Maka, Puja Manusuk Sima Prasasti Sangguran Kaping 5 dapat dibaca sebagai pernyataan kebudayaan bahwa Batu bukan ruang tanpa sejarah. Batu adalah ruang yang memiliki jejak peradaban, dan jejak itu harus menjadi sumber daya masa depan. Pengembalian Prasasti Sangguran ke tanah kelahirannya, meski masih berupa perjuangan panjang, juga memiliki makna simbolik yang sangat kuat. Ia adalah seruan agar identitas tidak tercerabut dari asalnya. Sama seperti prasasti yang seharusnya kembali ke tanah kelahirannya, demikian pula gagasan-gagasan ekonomi dan kebudayaan Batu harus kembali bertumpu pada tanah sendiri. Bukan meniru sepenuhnya dari luar, melainkan mengolah potensi lokal menjadi keunggulan yang otentik.
Dalam kerangka ini, Batu Kota Agro Kreatif Gastronomi menjadi kelanjutan modern dari semangat Sima. Jika Sima pada masa lalu menandai wilayah yang dilindungi dan dimuliakan, maka Batu hari ini harus menjadi wilayah yang dijaga melalui kebijakan yang berpihak pada tanah, petani, pelaku kuliner, pengrajin pangan, komunitas budaya, dan ekosistem kreatif.
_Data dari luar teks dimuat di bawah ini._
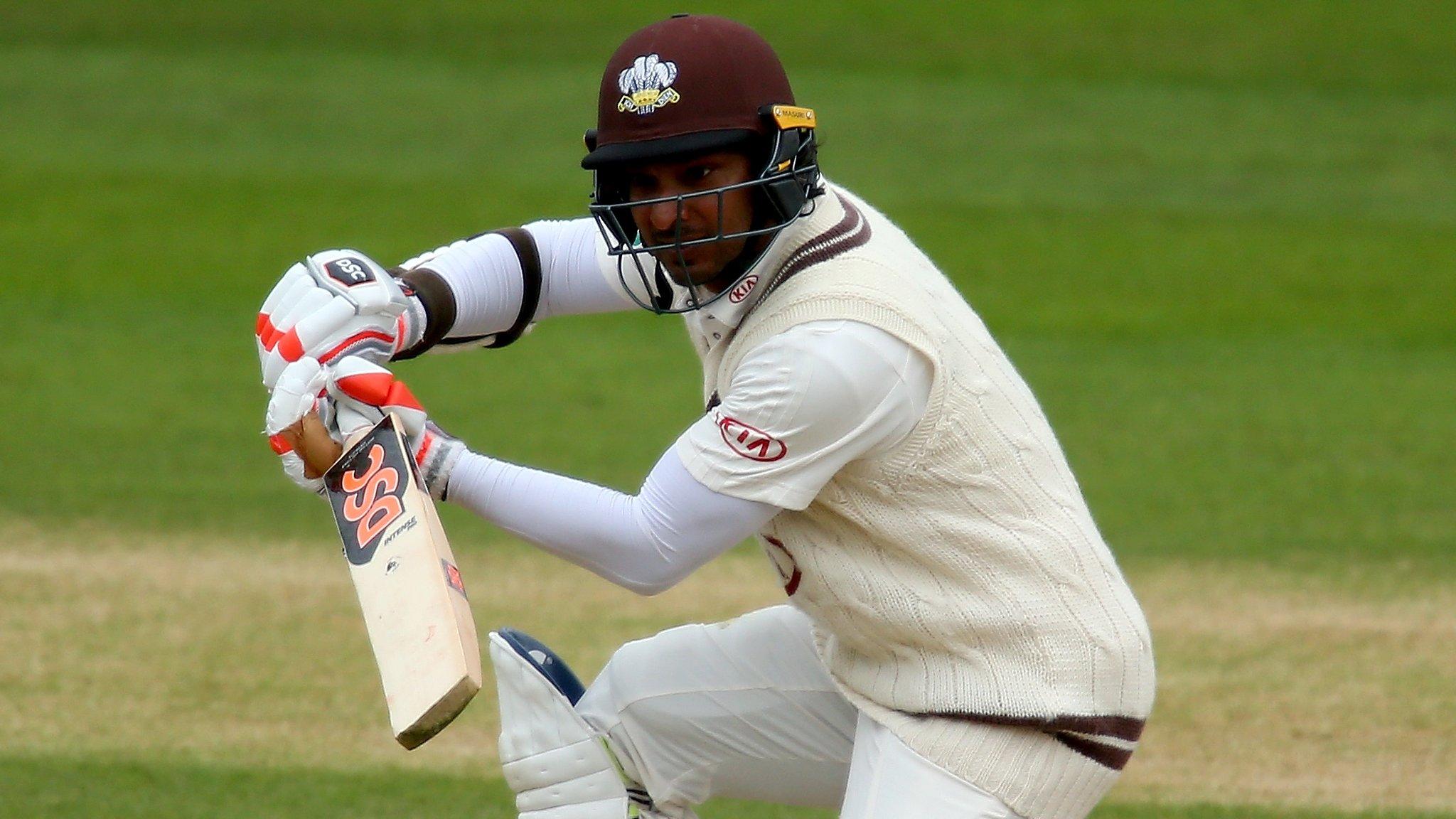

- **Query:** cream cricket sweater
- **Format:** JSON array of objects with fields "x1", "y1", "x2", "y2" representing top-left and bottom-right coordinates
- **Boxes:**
[{"x1": 703, "y1": 186, "x2": 1153, "y2": 819}]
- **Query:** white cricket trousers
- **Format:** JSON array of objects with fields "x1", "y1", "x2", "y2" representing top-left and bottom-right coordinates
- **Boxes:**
[{"x1": 577, "y1": 605, "x2": 1021, "y2": 819}]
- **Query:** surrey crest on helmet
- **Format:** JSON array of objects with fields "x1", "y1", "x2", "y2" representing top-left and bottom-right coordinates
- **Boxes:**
[{"x1": 617, "y1": 54, "x2": 681, "y2": 114}]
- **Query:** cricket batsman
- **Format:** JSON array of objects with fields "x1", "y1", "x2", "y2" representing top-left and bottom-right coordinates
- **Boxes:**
[{"x1": 257, "y1": 14, "x2": 1153, "y2": 819}]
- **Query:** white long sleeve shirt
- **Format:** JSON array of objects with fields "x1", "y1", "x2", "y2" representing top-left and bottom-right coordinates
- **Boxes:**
[{"x1": 406, "y1": 218, "x2": 932, "y2": 594}]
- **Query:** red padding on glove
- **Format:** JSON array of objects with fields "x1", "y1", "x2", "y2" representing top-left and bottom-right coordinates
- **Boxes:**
[
  {"x1": 338, "y1": 373, "x2": 425, "y2": 412},
  {"x1": 278, "y1": 329, "x2": 303, "y2": 361},
  {"x1": 338, "y1": 373, "x2": 395, "y2": 407},
  {"x1": 319, "y1": 329, "x2": 395, "y2": 364}
]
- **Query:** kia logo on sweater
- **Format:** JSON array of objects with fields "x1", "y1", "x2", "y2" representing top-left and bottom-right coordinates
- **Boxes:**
[
  {"x1": 718, "y1": 415, "x2": 789, "y2": 462},
  {"x1": 728, "y1": 274, "x2": 759, "y2": 304}
]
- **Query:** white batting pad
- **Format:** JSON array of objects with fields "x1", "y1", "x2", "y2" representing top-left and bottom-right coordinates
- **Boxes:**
[{"x1": 491, "y1": 631, "x2": 628, "y2": 819}]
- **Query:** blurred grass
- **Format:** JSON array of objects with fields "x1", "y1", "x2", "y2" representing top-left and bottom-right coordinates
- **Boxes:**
[
  {"x1": 0, "y1": 530, "x2": 1456, "y2": 818},
  {"x1": 0, "y1": 756, "x2": 1452, "y2": 819}
]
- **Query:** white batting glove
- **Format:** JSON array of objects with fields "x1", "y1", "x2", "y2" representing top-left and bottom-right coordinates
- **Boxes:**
[
  {"x1": 264, "y1": 357, "x2": 333, "y2": 494},
  {"x1": 328, "y1": 355, "x2": 466, "y2": 500},
  {"x1": 253, "y1": 251, "x2": 425, "y2": 389}
]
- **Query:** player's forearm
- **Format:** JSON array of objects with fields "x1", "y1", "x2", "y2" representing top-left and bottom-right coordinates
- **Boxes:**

Jika dahulu wilayah Sima dipelihara agar tetap suci dan lestari, maka kini Batu harus dipelihara agar tetap hijau, produktif, inovatif, dan berkarakter. Jika dulu masyarakat dipersatukan oleh penetapan tanah dan kesakralan wilayah, maka kini masyarakat Batu dapat dipersatukan oleh visi bersama: menjadikan pangan lokal, budaya lokal, dan sejarah lokal sebagai pusat pertumbuhan ekonomi yang bermartabat.
Di titik ini, gastronomi tidak lagi berdiri sebagai sektor pinggiran. Ia menjadi wajah peradaban. Ia menjadi jembatan antara petani dan wisatawan, antara kampung dan kota, antara ritual dan industri, antara sejarah dan masa depan. Setiap hidangan khas Batu dapat dibaca sebagai narasi tentang wilayah. Setiap sajian hasil bumi dapat dilihat sebagai pernyataan bahwa Batu masih hidup oleh tanahnya sendiri. Setiap festival pangan, jamuan budaya, pasar tematik, dan tur kuliner menjadi ruang untuk menghidupkan kembali nilai-nilai Sima: kebersamaan, perlindungan terhadap sumber daya, penghormatan pada tradisi, dan keberlanjutan hidup.
Karena itu, Puja Manusuk Sima Prasasti Sangguran Kaping 5 bukan hanya peringatan sejarah. Ia adalah titik temu antara masa lalu dan masa depan, antara prasasti dan kebijakan, antara ritual dan ekonomi, antara budaya dan gastronomi. Ia mengajak masyarakat Batu untuk berkata bahwa identitas tidak boleh hilang, sejarah tidak boleh dilupakan, dan tanah tidak boleh dipisahkan dari cita rasa yang lahir darinya. Batu adalah tanah yang bersejarah, tanah yang subur, tanah yang kreatif, dan tanah yang mampu mengolah peradaban dari ladang menuju meja makan, dari batu prasasti menuju meja musyawarah, dari memori leluhur menuju strategi masa depan.
Dengan demikian, narasi Sangguran dan narasi Batu sesungguhnya adalah satu napas. Keduanya berbicara tentang wilayah yang punya martabat, wilayah yang berhak dikelola secara bijak, wilayah yang kaya sumber daya, dan wilayah yang mampu melahirkan peradaban melalui rasa, kerja, dan ingatan. Dari prasasti lahir kesadaran. Dari kesadaran lahir identitas. Dari identitas lahir arah pembangunan. Dan dari arah pembangunan yang berpijak pada sejarah, Batu dapat tumbuh sebagai Kota Agro Kreatif Gastronomi yang bukan hanya produktif secara ekonomi, tetapi juga luhur secara budaya.